La loi se compose de deux parties distinctes:

Le titre premier contient les dispositions générales applicables à tous les consulats; le titre second, les dispositions spéciales pour les pays hors de la chrétienté.

Le titre II est divisé en trois chapitres.

Le premier est relatif à la juridiction, tant en matière civile qu'en matière répressive.

En matière civile, les contestations nées entre les belges et les indigènes sont jugées conformément aux lois et usages de ces pays, et aux conventions diplomatiques.

Les contestations nées entre les Belges et les citoyens d'autres pays, lorsque les premiers sont défendeurs, sont jugées de la même manière que les contestations nées entre les nationaux, s'il n'y a rien de contraire dans les usages et les conventions diplomatiques.

« Art. 12. Quant à la juridiction, tant en matière civile que criminelle, les consuls se conformeront à l'usage et aux capitulations faites avec les souverains des lieux de leur établissement. »>

« Art. 13. Les jugements des consuls seront exécutés par nous en matière Civile en donnant caution. »

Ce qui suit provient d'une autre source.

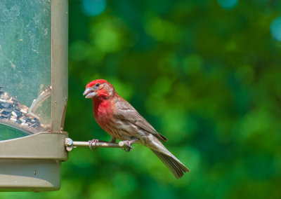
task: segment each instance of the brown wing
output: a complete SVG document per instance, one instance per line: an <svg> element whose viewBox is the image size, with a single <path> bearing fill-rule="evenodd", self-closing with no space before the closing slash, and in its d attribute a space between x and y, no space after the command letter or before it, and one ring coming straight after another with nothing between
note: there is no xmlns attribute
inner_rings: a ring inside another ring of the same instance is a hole
<svg viewBox="0 0 281 199"><path fill-rule="evenodd" d="M118 109L118 114L115 116L122 120L126 120L141 128L147 132L155 135L161 141L166 142L168 139L162 135L140 114L125 100L118 100L115 103L115 107Z"/></svg>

« Art. 18. Les appellations des jugements des consuls établis tant aux échelles du Levant qu'aux côtes d'Afrique et de Barbarie, ressortiront au parlement d'Aix et toutes les autres au parlement le plus proche du consulat où les sentences auront été rendues. "

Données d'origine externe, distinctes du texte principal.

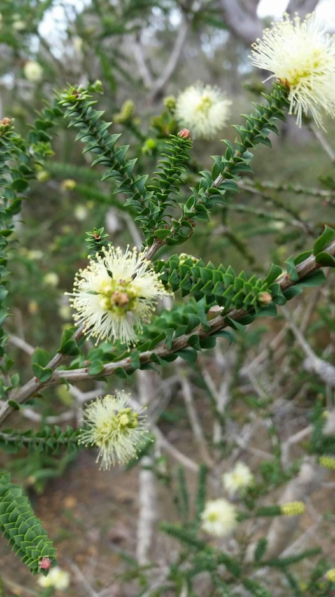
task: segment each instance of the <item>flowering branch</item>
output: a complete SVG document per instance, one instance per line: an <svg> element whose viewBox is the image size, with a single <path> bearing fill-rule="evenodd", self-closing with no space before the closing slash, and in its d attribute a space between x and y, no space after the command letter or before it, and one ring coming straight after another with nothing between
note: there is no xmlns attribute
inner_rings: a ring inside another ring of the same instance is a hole
<svg viewBox="0 0 335 597"><path fill-rule="evenodd" d="M333 241L328 245L327 247L325 248L324 251L330 255L335 256L335 241ZM277 282L280 286L281 291L285 291L287 290L287 288L294 286L299 281L305 278L309 274L317 271L320 268L320 267L321 264L316 261L315 256L311 255L310 257L308 257L307 259L304 260L304 261L303 261L301 263L299 263L296 266L296 269L299 276L298 279L292 280L290 278L287 274L283 274L278 279ZM209 321L208 322L208 325L210 330L208 331L204 331L202 324L200 324L190 333L184 334L182 336L181 336L179 338L174 340L171 348L170 349L162 346L157 348L154 352L153 352L152 350L145 350L144 352L141 353L139 356L139 361L141 364L141 366L154 362L157 360L157 357L160 358L168 357L170 355L173 355L173 353L187 348L190 346L190 338L191 336L194 336L194 334L198 335L199 338L201 339L215 336L218 332L224 330L225 328L230 325L229 320L232 319L234 321L238 322L240 319L242 319L246 315L247 315L247 313L248 311L244 309L237 309L236 307L234 307L229 309L229 310L225 313L224 317L222 317L221 315L219 315L214 319ZM229 319L227 319L227 317ZM73 337L75 337L77 340L80 338L82 337L83 334L83 332L82 328L79 329L75 333ZM50 361L48 367L52 368L54 373L46 382L44 383L39 383L38 381L36 381L36 378L34 377L21 388L20 388L20 389L19 389L15 394L14 394L12 398L18 404L21 404L26 402L26 401L27 401L32 396L34 396L38 392L39 392L44 387L46 387L54 384L61 383L62 380L67 380L70 383L73 383L83 380L93 379L95 377L96 377L95 376L92 376L89 374L86 368L73 369L69 371L63 370L60 371L54 371L64 358L64 355L58 353L54 357L51 361ZM131 371L134 370L134 366L131 362L131 359L129 358L126 358L121 361L107 363L104 365L102 371L99 373L99 376L113 375L115 373L116 370L119 369L120 367L122 367L125 371ZM2 408L0 410L0 424L3 423L4 421L6 420L12 412L13 410L11 406L8 404L5 404L3 405Z"/></svg>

Le consul statue en dernier ressort jusqu'à la valeur de cent francs. Au delà de cette valeur, il statue, en premier ressort, assisté de deux assesseurs, sauf l'exception établie pour les échelles du Levant et de Barbarie, où l'appel n'est recevable que dans le cas où l'objet de la demande excède la valeur de 500 francs.

En matière de simple police, le consul statue seul et sans appel. En matière correctionnelle, il prononce, assisté de deux assesseurs, toujours à charge d'appel.

L'appel, tant en matière civile qu'en matière correctionnelle, est déféré à la cour d'appel de Bruxelles, et la connaissance des affaires criminelles est attribuée à la cour d'assises du Brabant.

Dans tous les cas, les contraventions, les délits et les crimes sont punis des peines portées par les lois belges.

Une exception à cette règle est toutefois commandée par les circonstances particulières à plusieurs des pays où la loi doit recevoir son application. Une prison convenable peut y faire défaut, et la peine de l'emprisonnement ne doit pas être une cause de ruine pour les nationaux qui sont allés fonder un établissement commercial, dans la direction duquel ils ne peuvent être remplacés. Ces circonstances et d'autres de cette nature sont laissées à l'appréciation du tribunal consulaire.

La juridiction de la cour de cassation est réservée.

Juridiction des consuls dans les pays de chrétienté.

L'exercice de la juridiction consulaire dans les pays de chrétienté est subordonné, soit à l'usage, soit aux traités existants entre la Belgique et les différentes puissances près desquelles les consuls sont établis. Cette restriction est juste et naturelle, car l'exercice de la juridiction comprenant le droit de commandement, un souverain ne saurait l'assurer à ses consuls en pays étrangers, qu'avec l'agrément et par délégation, en quelque sorte, du souverain territorial. En supposant donc qu'un acte législatif donne aux consuls le caractère de juges, l'exercice de leur juridiction ne peut être fixé et l'étendue de leur compétence définie que par des stipulations diplomatiques.

Les conventions actuelles entre la Belgique et les autres États chrétiens ne contiennent rien de relatif à la juridiction contentieuse des consuls. L'unique règle à invoquer pour en déterminer l'exercice est, par conséquent, l'usage ou la jouissance des attributions habituellement reconnues aux consuls par les différentes puissances.